Whakawhānautanga whakaaturanga kumu

Breech means that your pēpi (baby) is lying with their bottom, knees or feet first, rather than being head down.

It's very common for pēpi (babies) to be lying in the breech position in the second trimester but most pēpi turn on their own. By 37 weeks, only about three or four out of every 100 pēpi (3 to 4%) are still breech. If your midwife or LMC suspects that your pēpi is breech during the third trimester, they may recommend a scan to check.

Turning your pēpi

Because it's more straightforward to give birth to a pēpi baby who is head first, women who have a breech pēpi at 36 to 37 weeks may be offered a procedure called external cephalic version (ECV).

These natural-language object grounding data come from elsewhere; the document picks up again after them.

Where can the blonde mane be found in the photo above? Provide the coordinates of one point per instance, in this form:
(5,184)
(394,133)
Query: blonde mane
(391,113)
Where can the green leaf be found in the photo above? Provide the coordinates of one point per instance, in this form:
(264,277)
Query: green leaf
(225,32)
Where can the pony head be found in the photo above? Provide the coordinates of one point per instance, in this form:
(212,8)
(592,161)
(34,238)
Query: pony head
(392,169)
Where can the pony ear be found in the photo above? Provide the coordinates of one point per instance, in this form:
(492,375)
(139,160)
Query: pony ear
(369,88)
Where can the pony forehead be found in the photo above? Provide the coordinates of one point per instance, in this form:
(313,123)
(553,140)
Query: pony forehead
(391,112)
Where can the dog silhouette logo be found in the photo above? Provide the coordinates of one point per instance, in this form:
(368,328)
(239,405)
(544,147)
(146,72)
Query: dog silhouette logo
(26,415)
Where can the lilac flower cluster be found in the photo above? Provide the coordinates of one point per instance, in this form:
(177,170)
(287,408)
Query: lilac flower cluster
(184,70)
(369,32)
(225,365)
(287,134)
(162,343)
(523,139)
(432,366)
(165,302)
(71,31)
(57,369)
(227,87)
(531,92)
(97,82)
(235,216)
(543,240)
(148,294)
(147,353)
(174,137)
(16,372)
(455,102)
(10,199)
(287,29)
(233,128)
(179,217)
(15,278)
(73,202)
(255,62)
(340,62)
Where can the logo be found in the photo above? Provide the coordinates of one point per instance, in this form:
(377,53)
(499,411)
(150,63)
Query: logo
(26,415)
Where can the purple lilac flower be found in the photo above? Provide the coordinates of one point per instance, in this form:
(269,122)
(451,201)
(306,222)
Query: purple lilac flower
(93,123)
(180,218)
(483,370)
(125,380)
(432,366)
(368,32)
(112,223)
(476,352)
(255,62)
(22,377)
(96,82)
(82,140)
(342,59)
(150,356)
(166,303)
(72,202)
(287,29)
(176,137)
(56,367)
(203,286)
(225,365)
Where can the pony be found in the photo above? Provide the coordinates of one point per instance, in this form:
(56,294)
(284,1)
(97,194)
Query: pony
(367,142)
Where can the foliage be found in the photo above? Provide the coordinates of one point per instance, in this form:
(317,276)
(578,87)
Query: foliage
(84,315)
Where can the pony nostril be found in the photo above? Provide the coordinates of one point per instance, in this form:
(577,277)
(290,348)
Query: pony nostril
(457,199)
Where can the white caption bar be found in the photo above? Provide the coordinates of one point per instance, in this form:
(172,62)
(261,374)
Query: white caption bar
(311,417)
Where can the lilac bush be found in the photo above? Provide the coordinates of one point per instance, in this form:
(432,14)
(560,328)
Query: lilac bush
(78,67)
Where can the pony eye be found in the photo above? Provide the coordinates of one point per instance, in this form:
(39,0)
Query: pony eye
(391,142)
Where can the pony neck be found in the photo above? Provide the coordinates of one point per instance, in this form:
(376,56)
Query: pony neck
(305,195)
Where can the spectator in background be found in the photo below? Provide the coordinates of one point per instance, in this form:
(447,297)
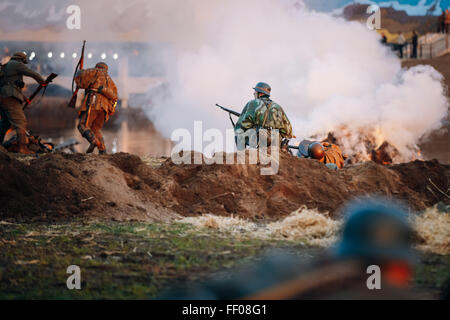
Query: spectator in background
(441,23)
(447,21)
(401,43)
(415,40)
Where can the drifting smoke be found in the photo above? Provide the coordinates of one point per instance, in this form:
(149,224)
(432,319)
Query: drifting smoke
(326,73)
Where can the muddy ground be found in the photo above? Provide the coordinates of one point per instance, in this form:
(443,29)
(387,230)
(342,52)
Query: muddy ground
(123,187)
(62,209)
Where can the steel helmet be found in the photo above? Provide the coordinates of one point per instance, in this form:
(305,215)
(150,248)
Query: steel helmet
(316,151)
(20,56)
(263,87)
(376,229)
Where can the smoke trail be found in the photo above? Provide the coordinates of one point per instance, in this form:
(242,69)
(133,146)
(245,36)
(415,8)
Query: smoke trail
(327,73)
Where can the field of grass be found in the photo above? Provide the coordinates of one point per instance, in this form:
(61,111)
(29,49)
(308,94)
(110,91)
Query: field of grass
(131,260)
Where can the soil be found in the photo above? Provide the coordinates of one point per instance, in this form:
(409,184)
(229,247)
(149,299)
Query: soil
(123,187)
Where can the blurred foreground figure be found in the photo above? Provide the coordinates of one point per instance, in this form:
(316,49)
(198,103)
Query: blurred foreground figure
(98,105)
(328,153)
(262,114)
(373,260)
(12,99)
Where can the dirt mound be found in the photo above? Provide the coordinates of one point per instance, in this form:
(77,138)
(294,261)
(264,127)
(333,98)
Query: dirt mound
(64,186)
(121,186)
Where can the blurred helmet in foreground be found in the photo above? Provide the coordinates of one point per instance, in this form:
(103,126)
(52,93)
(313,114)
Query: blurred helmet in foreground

During ECV, an obstetrician (a doctor who cares for women during pregnancy and childbirth) turns your pēpi from the outside by using gentle pressure on your tummy (abdomen). These illustrations show how this is done. About half of all ECVs are successful in turning the pēpi.

Breech Baby

You can find out more about ECV through this leaflet.

Moxibustion is another way to encourage the pēpi to turn. It's a traditional Chinese medicine technique that uses tightly bound herbs, or moxa, by burning them close to acupuncture points on the skin. It's painless.

Moxibustion may help turn some breech pēpi babies when it's combined with either acupuncture or postural techniques. Ask your care provider for more information.

Choices for birth

If your pēpi remains breech at the end of your pregnancy, your midwife or LMC will discuss options for birth with you. They may recommend that you see an obstetrician to decide whether to plan for a vaginal breech birth or a caesarean section.